To measure the length of downspout between elbows, temporarily duct-tape an elbow to the flange outlet of the end drop. (The flanges attach inside the end drops using sealant and sheet metal screws.) Align a straight edge with the bottom of the elbow to see where the downspout will intersect the house wall. On the wall, temporarily tape the second elbow. Measure between the two downspout sections to determine the length of downspout needed between the elbows, but don’t forget to account for the overlapping slip-joint (not a butt joint like the gutters). Note that each downspout and elbow has one end crimped. The parts are joined by fitting the larger end of one over the smaller end of the other—usually 1 inch of downspout overlapping the elbow at each end.
Use the same procedure to determine length of the downspout along the house wall.
Assemble the downspout at the ground level, driving primed sheet-metal screws into pilot holes drilled at each joint. Be sure to orient the successive pieces so the upper elbow or downspout section always tucks into the lower section—rather than the other way around, which will ensure a leak. Use two screws per joint.
Fasten the downspouts snugly against the wall, with two flexible aluminum downspout bands per 10-foot section using nails or screws. A little temporary duct tape helps to keep the downspout stationary while fastening.

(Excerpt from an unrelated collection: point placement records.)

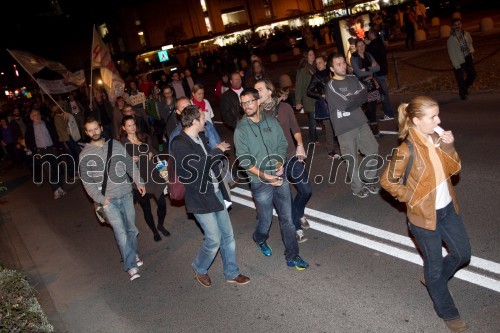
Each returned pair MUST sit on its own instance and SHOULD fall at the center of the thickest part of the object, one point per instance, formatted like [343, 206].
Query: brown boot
[375, 130]
[456, 325]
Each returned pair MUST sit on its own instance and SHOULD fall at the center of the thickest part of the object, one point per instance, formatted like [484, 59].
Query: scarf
[271, 106]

Finally, attach a front or side elbow at the downspout’s bottom to direct water away from the building foundation. Concrete or plastic splash blocks can be installed beneath the downspouts at a slope of 1 inch per foot to direct water away from the foundation. In areas with flatter grades, the downspouts should ideally discharge rain water eight feet from the foundation. This can be achieved in a number of ways. Some systems utilize above-ground dispersal, others in-ground. The latter are the least obtrusive, but the most expensive. Generally speaking, the grade around your home should slope about one inch per foot extending at least 10 feet from the building.
If your house resides beneath trees, you should strongly consider capping your new gutter with protective covers. Clogged gutters present a multitude of problems. When packed with leaves and debris, gutters don’t catch run-off as intended and the water spills over the edges, leading to landscape erosion and even the dreaded foundation leak. Furthermore, all that damp, rotting debris that gets clogged in a gutter can cause problems at the roof line. The fascia boards that hold the gutter system are often made of wood, and when gutters fill with water, the boards start to rot. The built-up organic matter also provides a prime spot for insect infestation. And in cold climates, clogged gutters can freeze and create ice dams that prevent water from draining off the roof, eventually causing it to seep into the home.
We recently installed some sleek-looking gutter products from E-Z Gutter, which offers a wide variety of gutter protectors to eliminate clogs from debris. The slotted metal surface captures runoff but screens out leaves and debris to keep the water flowing freely. Installation of the covers could not be simpler. Aside from a ladder, you don’t even need tools, because the covers simply snap into place against the front and back ridges of the gutter.
A gutter system will protect your foundation, and the gutter covers will protect your roof.